Whoever in this world
Takes nothing not given,
Whether it is long or short,
Large or small,
Beautiful or not,
I call a brahmin.
Dhammapada v. 409, translated by Gil Fronsdal
If we want to behave like a superior person, we abstain from taking anything that hasn’t been offered to us. We don’t push to the front of the line, or take food from someone else’s plate, or assume that something that’s been laid out is meant for us. When we’re unsure, we reflect on whether this tempting item might belong to, or be intended for, someone else.
This description points to the fact that we are often unthinking in our pursuit of selfish goals. It provides a subtle reminder that we are all here together, and that getting and having things for ourselves is a way that we separate ourselves from each other. We divide the world into “me” and “everyone else”. Sharing what we have is a way of bridging this divide.
“Long or short, large or small, beautiful or not” seems to be a poetic way of expanding our awareness to include all forms.

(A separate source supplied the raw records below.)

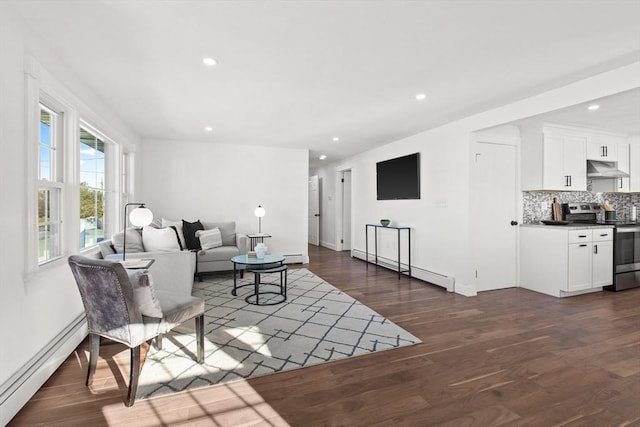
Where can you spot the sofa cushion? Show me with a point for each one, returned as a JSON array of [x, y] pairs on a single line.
[[178, 226], [160, 239], [222, 253], [134, 241], [143, 293], [189, 229], [227, 229], [209, 239], [106, 248]]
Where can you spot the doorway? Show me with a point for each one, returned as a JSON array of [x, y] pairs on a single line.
[[494, 213], [314, 210], [343, 210], [345, 239]]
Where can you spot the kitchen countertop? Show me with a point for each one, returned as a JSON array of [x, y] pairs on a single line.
[[572, 226]]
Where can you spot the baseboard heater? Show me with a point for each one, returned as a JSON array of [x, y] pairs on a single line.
[[22, 385], [432, 277]]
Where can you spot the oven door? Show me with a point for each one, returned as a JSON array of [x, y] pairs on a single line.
[[627, 257]]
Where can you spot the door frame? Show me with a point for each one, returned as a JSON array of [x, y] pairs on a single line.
[[339, 213], [486, 138]]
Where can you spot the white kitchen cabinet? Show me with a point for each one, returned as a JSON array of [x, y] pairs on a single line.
[[564, 167], [602, 263], [565, 261], [634, 167], [603, 148], [553, 158], [579, 266]]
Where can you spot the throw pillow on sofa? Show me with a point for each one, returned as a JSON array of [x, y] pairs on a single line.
[[189, 229], [160, 239], [178, 226], [209, 239], [134, 241]]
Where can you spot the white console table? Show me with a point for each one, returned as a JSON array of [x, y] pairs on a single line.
[[399, 230]]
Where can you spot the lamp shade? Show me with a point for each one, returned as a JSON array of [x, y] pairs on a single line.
[[141, 216]]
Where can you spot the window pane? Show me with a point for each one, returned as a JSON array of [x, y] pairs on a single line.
[[45, 163], [48, 225], [47, 123], [91, 160], [91, 216]]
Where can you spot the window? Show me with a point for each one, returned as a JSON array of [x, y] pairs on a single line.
[[49, 185], [92, 188]]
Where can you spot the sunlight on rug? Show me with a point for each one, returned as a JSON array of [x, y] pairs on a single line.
[[318, 323]]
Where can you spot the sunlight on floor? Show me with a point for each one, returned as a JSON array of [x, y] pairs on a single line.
[[232, 404]]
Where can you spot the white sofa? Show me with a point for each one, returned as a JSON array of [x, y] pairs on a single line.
[[171, 271]]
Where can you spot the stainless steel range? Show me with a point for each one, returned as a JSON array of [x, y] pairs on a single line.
[[626, 243]]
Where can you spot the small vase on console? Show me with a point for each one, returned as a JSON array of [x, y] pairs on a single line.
[[261, 250]]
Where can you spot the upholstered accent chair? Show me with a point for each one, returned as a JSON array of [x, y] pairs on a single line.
[[121, 305]]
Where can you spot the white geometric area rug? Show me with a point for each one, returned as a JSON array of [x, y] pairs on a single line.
[[318, 323]]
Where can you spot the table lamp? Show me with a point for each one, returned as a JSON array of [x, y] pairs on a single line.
[[138, 217], [259, 212]]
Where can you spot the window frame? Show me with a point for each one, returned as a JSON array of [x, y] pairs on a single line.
[[55, 185], [42, 88]]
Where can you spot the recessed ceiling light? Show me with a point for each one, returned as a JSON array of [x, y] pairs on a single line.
[[209, 62]]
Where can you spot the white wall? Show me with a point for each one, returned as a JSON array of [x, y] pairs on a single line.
[[33, 313], [441, 219], [211, 182]]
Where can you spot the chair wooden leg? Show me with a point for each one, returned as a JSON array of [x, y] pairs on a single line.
[[200, 337], [133, 377], [94, 350]]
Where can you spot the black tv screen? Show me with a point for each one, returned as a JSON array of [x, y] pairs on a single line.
[[399, 178]]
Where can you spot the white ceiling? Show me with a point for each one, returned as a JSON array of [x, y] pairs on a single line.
[[619, 113], [296, 74]]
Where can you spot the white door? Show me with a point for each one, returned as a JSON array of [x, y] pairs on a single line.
[[314, 210], [346, 211], [493, 211]]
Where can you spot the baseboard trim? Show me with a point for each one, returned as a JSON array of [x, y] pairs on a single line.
[[295, 259], [447, 282], [328, 245], [466, 290], [16, 391]]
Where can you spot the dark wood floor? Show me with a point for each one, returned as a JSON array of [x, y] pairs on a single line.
[[509, 357]]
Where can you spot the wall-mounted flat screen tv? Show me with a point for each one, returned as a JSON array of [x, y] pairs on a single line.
[[399, 178]]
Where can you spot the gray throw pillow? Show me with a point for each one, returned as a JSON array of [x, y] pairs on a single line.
[[134, 241]]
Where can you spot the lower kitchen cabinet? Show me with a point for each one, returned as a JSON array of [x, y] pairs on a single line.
[[565, 261]]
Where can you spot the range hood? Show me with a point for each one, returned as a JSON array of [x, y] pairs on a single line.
[[599, 170]]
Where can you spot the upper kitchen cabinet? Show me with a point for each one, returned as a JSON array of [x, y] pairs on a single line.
[[553, 158], [603, 147]]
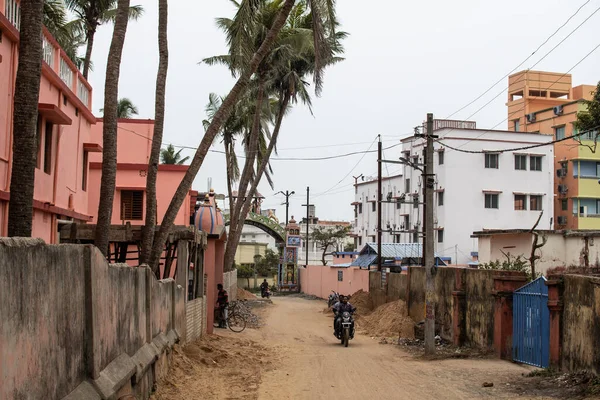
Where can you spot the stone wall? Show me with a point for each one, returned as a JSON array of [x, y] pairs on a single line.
[[76, 327], [581, 324]]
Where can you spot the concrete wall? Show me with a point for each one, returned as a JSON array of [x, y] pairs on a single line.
[[72, 324], [581, 324], [477, 323], [319, 280], [559, 251]]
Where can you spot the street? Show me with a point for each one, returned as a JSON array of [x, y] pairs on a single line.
[[295, 356]]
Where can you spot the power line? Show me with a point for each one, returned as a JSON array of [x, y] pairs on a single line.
[[524, 61], [533, 146]]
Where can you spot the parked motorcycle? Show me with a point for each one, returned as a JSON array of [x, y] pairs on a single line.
[[346, 328], [334, 297]]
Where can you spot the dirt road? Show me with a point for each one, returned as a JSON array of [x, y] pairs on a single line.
[[311, 364]]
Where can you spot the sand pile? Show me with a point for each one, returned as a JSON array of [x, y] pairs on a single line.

Sometimes I am guilty of throwing away things that don’t seem valuable to me when I’m cleaning up. In the past, I might (slightly) redecorate a family member’s home to suit my taste more. What arrogance!
One place I notice wanting things for myself is in art museums. Some of the art is so powerful that I want to take a particular item home. Of course, I can’t, but I am able to acknowledge this desire and to recognise its unwholesome quality. Then I can set it aside and just open to the present experience of enjoyment.
If we work with this principle regularly, we will become more sensitive to our relationship with things. We may identify with our stuff less and be alert to more opportunities for generosity.